Ethical and legal considerations must be observed eery time a patient interacts with medical practitioners. In the responses provided, it is indisputable that the need to uphold client privacy is essential. Much as information can be shared, ones' privacy must be upheld at all times. The responses in this study also show that smoking is a serious medical problem close to suicide and efforts must focus on takling the menace.
Ethical and Legal Perspectives in Health Care
Reaction
Data processing is part of the procurement of healthcare. Patients have data that they share with medical staff, and the healthcare professionals share information with patients, as well. A myriad of healthcare institutions share and generate data on the patients and medical employees with the end goal to administer the provision of healthcare (McWay & McWay, 2010).
Data should stream for the whole framework to function. The organization and its individuals must provide data. Compulsion to share data comes to be morally testing, and this is the reason the relationship between the patient and the doctor has long been controlled on the foundation of trust. The innovative principle of privacy is benchmarked explicitly on protection. Healthcare professionals shall protect the privacy of patients for their problems are not to be made public. The concern is that if there are no guarantees of privacy, then the patient will not reveal data, and more awful, may forego treatment. There is confirmation that people may not even look for testing if their confidentiality is not assured (McWay & McWay, 2010). The rule enshrined in the healthcare practice extends to international communities, statements, and policies. In many countries, the regulatory, normative, and legal frameworks interact to give a setting where medical data is protected.
Reaction 2
Each citizen is entitled to a set of fundamental rights deeply rooted in law and tradition. . In no region is the right to privacy more treasured, or more unsettled, than in securing the privacy of identifiable individual health data. On the other hand, legislators, judges, and healthcare experts battle to amend individual privacy against emerging societal interests. Personal health data is maintained by doctors as well as in the records or databases of health facilities providing diagnostic services, treatment, laboratory tests, insurance companies, pharmacies and managed care institutions. Claims are submitted to these organizations, to which coverage is made (Hendrick, 2010). Likewise, personal health information is regularly shared to colleges and pharmaceutical organizations for medical and health-administrations research purposes. Medical data, by law, must be report medical data carries various individual and societal profits. The capacity to access medical records has safeguarded the lives of unconscious patients carried into hospital emergency rooms.
Part B
Reaction 1
I conquer with the court's ruling about this case. Smoking is closely connected to crime as to suicide and alcoholism. This implies that approximately ninety percent of inmates commit crimes related to smoking. Therefore, it sets a negative example for it to be happening in any government organization, significantly less, a jail (Ducat, 2009). Smoking facilitates illegal drug trafficking: an alternate element in crime. Healthcare facilities, including hospitals should not permit smoking; likewise, prisons are not to permit it.
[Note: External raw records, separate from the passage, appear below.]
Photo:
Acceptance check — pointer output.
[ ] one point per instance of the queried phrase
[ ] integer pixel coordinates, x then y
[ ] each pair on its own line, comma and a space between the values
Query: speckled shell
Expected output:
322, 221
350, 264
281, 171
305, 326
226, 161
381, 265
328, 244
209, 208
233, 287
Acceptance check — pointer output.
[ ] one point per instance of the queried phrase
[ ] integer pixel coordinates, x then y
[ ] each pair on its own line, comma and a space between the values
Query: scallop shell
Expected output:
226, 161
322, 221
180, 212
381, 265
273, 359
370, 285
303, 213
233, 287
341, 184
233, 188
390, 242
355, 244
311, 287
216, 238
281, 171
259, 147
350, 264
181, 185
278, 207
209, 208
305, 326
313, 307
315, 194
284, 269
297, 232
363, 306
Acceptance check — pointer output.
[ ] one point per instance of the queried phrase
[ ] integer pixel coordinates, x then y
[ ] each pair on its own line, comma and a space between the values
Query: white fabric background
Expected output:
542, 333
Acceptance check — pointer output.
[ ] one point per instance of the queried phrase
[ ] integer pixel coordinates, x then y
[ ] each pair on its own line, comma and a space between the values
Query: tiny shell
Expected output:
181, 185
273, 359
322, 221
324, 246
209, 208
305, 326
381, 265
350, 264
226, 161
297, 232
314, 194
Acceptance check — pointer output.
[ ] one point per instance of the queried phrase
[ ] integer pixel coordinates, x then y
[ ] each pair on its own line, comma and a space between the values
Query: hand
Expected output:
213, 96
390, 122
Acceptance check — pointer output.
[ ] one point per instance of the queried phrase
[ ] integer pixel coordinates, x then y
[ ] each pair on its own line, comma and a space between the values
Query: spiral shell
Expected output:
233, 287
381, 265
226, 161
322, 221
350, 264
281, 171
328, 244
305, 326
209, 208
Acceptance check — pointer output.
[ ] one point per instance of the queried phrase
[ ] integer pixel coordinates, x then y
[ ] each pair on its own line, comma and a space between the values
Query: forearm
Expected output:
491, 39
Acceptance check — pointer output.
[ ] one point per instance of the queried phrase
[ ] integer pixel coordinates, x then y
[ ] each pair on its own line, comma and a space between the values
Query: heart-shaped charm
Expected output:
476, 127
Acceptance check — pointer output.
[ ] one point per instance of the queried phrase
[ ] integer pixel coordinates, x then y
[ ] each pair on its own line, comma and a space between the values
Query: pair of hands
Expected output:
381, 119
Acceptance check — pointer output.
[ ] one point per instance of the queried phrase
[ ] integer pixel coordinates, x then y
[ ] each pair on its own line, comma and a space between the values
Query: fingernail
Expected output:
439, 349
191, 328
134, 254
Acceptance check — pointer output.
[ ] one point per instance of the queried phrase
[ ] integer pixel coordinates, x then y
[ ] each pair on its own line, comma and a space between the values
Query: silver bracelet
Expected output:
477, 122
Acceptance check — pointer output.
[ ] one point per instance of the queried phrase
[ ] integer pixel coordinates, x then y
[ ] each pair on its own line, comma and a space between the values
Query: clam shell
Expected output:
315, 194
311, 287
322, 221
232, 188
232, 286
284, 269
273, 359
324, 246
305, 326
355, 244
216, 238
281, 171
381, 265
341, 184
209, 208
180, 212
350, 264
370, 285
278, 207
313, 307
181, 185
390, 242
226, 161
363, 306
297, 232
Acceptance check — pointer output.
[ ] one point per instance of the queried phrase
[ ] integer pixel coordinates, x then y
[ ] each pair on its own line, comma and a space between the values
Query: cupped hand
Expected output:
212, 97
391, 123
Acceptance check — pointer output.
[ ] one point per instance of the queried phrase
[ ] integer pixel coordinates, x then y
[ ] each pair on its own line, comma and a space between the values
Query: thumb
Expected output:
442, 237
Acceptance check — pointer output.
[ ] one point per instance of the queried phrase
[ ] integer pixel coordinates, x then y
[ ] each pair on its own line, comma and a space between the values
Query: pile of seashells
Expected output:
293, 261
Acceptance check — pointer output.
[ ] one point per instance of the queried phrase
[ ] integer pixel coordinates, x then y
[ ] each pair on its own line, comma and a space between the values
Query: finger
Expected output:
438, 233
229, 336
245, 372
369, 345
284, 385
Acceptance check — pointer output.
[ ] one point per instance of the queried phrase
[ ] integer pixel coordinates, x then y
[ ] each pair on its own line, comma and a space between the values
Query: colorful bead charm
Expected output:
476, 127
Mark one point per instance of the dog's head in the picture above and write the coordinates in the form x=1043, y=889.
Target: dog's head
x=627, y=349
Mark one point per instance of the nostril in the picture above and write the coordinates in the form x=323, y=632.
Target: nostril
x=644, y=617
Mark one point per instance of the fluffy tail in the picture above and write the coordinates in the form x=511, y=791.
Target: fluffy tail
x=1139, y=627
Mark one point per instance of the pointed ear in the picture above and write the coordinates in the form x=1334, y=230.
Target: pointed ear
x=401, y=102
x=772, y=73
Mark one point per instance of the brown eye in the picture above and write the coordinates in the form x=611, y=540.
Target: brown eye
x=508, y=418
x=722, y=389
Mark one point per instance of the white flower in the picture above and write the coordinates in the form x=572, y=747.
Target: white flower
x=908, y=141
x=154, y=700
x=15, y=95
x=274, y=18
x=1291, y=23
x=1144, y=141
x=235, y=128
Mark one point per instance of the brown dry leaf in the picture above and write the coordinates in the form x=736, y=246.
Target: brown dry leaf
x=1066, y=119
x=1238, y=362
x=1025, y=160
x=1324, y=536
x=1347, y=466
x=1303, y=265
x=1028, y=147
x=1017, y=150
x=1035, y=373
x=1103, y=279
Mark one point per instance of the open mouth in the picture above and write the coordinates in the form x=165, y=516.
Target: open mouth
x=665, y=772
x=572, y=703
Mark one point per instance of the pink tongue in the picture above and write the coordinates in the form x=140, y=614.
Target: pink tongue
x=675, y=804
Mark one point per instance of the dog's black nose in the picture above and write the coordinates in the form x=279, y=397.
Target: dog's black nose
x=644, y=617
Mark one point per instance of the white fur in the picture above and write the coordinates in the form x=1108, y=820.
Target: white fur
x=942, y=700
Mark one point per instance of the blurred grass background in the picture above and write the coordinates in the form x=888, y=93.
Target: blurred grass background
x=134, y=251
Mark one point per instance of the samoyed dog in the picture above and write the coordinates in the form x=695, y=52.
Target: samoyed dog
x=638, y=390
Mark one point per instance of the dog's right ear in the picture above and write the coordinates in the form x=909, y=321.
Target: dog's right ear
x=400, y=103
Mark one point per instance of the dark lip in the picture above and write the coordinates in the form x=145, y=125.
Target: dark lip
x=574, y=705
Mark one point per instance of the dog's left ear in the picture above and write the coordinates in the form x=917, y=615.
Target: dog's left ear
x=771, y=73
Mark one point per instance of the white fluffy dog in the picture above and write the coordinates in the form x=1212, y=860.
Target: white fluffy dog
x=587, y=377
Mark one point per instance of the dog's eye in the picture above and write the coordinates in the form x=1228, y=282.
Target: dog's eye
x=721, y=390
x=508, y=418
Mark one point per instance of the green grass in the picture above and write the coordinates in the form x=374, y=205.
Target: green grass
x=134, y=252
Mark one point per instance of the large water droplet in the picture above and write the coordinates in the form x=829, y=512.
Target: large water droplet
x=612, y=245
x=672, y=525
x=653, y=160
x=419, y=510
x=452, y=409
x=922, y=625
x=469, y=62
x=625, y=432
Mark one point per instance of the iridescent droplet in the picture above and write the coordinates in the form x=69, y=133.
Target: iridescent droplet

Additionally, according to the case law and common law against unlawful deaths, smoking is unlawful. Prison authorities may also set examples by being unsupportive or not aiding illegal actions. In collaboration with the courts, they must avoid believing that smoking bans incorporate individuals being adversely affected. Failure means their lives are in danger from poisons and toxic chemicals (World Health Organization, 2007).
Failure to ban smoking would translate to wastage of taxpayers' money. Bans save cash. It is costly to encourage smoking in prisons. Smoke-harmed detainees and staff require costly medical care, for different tobacco impacts. Citizens pay, both by expanded duties, and by expanded insurance rates. The prison authorities must raise the issue with government officials and ask them how much smoking costs citizens. When inmates smoke in jail, more bills, hospital expenses, come to citizens: for the smokers' conditions, and for those of the nonsmokers around, being unconstitutionally pushed to inhale contaminated air (Ducat, 2009).
Reaction 2
Approximately 50% of smokers die from tobacco related ailments (World Health Organization, 2007). Available evidence confirms that prisoners die from cancers related to smoking at higher rates than the public. Further, second hand smoking is also threatening lives of non-smokers within the system of prisons. They include workers, visitors, prison officers and other inmates. The ban on smoking in prison will dramatically reduce the diseases caused by secondary smoking. Diseases caused by mainstream smoking are similar to those caused by passive smoking. Therefore, the court is just in preventing inmates from smoking via a ban. This is expected to improve the health of inmates while reducing long-term costs of treating illness related to smoking.
Smoking must be prohibited in any building directly leased or owned by the government, including healthcare institutions. Smoking will only be allowed in secluded areas such as visiting rooms and waiting rooms. A private room may be designated as smoking assuming that all persons assigned to such room have asked for a room where smoking is allowed. The restriction applies to intermediate care facilities and nursing facilities (Ducat, 2009).
Part C
The Bill of Rights marks the beginning fro diverse healthcare organizations working together to develop a common set of principles that declare the rights to healthcare for all citizens. The article covers the individual right to managed care, choice of health professional, confidentiality, a role to determine treatment and accountability planning. This article puts forth principles governing all managed care organizations and consumer groups (Hendrick, 2010).